Sunday, June 15, 2014

Fear of cherries

A warm morning mist wrapped around me as I ambled to school this past Tuesday, and the trees looked, well, relaxed as their branches drooped from the weight of the water on their leaves.

I have spent years now walking under a cluster of cherry trees along Liberty Avenue, and for years they have behaved like cherry trees, and I have behaved like a mammal. A few days a year, they grace me with breakfast. As I spat out one of the last pits, I noticed my hands dripped with blood. For a moment I thought it was mine.

Image via. MrWallpaper

I share these stories with my students because many, perhaps most, of my students no longer know their connection to the earth, are afraid of what's real, and trust strangers more than themselves.
      Because they are delicious.

How do you know they're safe?
      Because I know cherries--you can, too

Isn't that stealing?
      I leave enough for the birds, and no one else eats them. No one complains when I  eat dandelions. Cherries are made from your borrowed breath and the rain.

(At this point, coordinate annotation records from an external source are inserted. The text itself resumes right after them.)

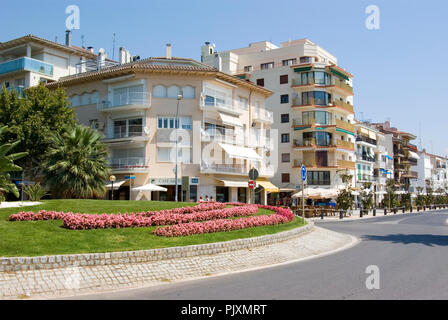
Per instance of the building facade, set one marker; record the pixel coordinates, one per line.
(26, 61)
(219, 122)
(404, 153)
(312, 106)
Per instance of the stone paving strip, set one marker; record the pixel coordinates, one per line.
(73, 281)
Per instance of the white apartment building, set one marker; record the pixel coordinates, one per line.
(312, 106)
(222, 130)
(432, 171)
(26, 61)
(374, 159)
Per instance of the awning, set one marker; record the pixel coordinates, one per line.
(268, 186)
(150, 187)
(230, 120)
(238, 183)
(240, 152)
(117, 185)
(412, 154)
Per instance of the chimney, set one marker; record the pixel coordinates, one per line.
(68, 38)
(101, 59)
(168, 51)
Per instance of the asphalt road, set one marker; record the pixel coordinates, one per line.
(411, 252)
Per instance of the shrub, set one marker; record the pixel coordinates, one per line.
(35, 192)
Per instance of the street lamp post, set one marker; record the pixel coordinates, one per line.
(112, 179)
(179, 97)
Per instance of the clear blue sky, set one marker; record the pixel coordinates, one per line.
(400, 70)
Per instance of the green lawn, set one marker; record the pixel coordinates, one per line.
(35, 238)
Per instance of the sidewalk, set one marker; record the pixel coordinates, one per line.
(71, 282)
(379, 213)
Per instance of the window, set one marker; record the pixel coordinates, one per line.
(319, 178)
(285, 177)
(286, 157)
(169, 123)
(285, 118)
(305, 59)
(265, 66)
(289, 62)
(188, 92)
(173, 91)
(159, 91)
(284, 79)
(169, 155)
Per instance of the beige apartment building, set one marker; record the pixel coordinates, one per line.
(312, 106)
(222, 129)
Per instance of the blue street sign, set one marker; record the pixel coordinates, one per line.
(303, 171)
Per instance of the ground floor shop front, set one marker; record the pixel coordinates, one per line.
(192, 189)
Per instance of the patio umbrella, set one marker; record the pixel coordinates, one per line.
(150, 187)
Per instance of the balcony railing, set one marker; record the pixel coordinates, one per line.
(343, 85)
(27, 64)
(128, 164)
(345, 125)
(123, 132)
(264, 116)
(346, 164)
(142, 99)
(219, 104)
(223, 168)
(345, 144)
(362, 138)
(344, 105)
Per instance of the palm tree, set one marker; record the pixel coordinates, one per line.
(77, 165)
(7, 165)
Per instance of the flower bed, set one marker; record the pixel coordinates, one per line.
(58, 215)
(185, 229)
(203, 218)
(105, 221)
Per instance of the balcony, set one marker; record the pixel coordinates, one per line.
(218, 136)
(345, 125)
(215, 104)
(137, 164)
(361, 138)
(223, 168)
(346, 164)
(26, 64)
(263, 116)
(344, 105)
(345, 144)
(121, 132)
(126, 101)
(341, 84)
(366, 157)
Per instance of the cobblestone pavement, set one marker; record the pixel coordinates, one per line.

With every breath out, we return what we take.
That's not religion.
That's biology.

 Few among us today believe this. It's true despite our ignorance.


Susan Eckert said...

People look for meaning/purpose, a way to make sense out of a world that is difficult to grasp, that is full of both beauty and pain that can overwhelm.

I find my meaning in learning how the world works. (I guess you'd call that science.)

It doesn't matter if you're devout, atheist, agnostic, practicing, what holy book you read or don't or what part of the world you were born in...
With every breath out, we return what we take is truth. And it's beautiful.

John Spencer said...

I think I've shared this story before, but your post reminded me of this:

I went with Micah's class on a field trip to a nearby farm. Micah grabbed a carrot out of the ground, spit on the dirt and rubbed it clean with his shirt. Given the fact that they didn't use pesticides, I didn't say anything.

Later, when they were picking their produce, I watched kids who were horrified about eating this food. "It came from the ground. It was dirty. Even if you wash it, it came from the ground."

We've lost something .

doyle said...

Dear Susan,

Some days I'm hard pressed to tell the difference between pure science and pure religion.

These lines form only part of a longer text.